Table 5: P-values for Welch's Two Sample T-test
teeth length for each supplement and dose combination

VC vs OJ with 0.5 mg/dayVC vs OJ with 1.0 mg/dayVC vs OJ with 2.0 mg/day
P-value0.0063586070.0010383760.9638516

Similar to the confidence intervals for the means shown in Table 2, the p-values are very small (less than 0.05) for the dose combinations (Table 4). This shows that teeth length is positively correlated with dose amount. If we see the p-value for the supplment types in Table 4, since it is greater than 0.05, we can not reject the null hypothesis. But from Table 5, we observe that supplement type has significant impact on dose amounts 0.5 mg/day and 1.0 mg/day but not on 2.0 mg/day.

### Conclusions¶

In this analysis, basic statistical inference is used to investigate impacts of different doses of vitamin C (0.5, 1.0, and 2.0 mg/day) and supplements (Orange Juice and ascorbic acid ) on teeth length. Unequal variance Welch's Two Sample t-test is used for hypothesis test. Unequal variance is used because that is better and safer assumption when in doubt. Moreover, we assume that the populations are independent. The basic conclusion from this analysis are:

. Dose amount has significant impact on teeth length. As the dose increases, the teeth length increases.
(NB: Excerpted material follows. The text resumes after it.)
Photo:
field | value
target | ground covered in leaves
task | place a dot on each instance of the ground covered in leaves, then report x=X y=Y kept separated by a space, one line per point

. The true difference of the means of teeth length for the two suppments is not significantly different from zero at the 95% confidence level.

. The Supplement type has significant impact on teeth length for doses of 0.5 and 1.0 mg/day. With doses of 0.5, and 1.0 mg/day, the length of teeth with supplment Orange Juice is significantly longer than the teeth length with ascorbic acid supplement.

. However, with dose of 2.0 mg/day, the true means of teeth length with both supplemnets are not significantly different from each other, that is as the p-value is above the critical value, we do do not reject the null hypothesis, which states that the difference of the true means is zero.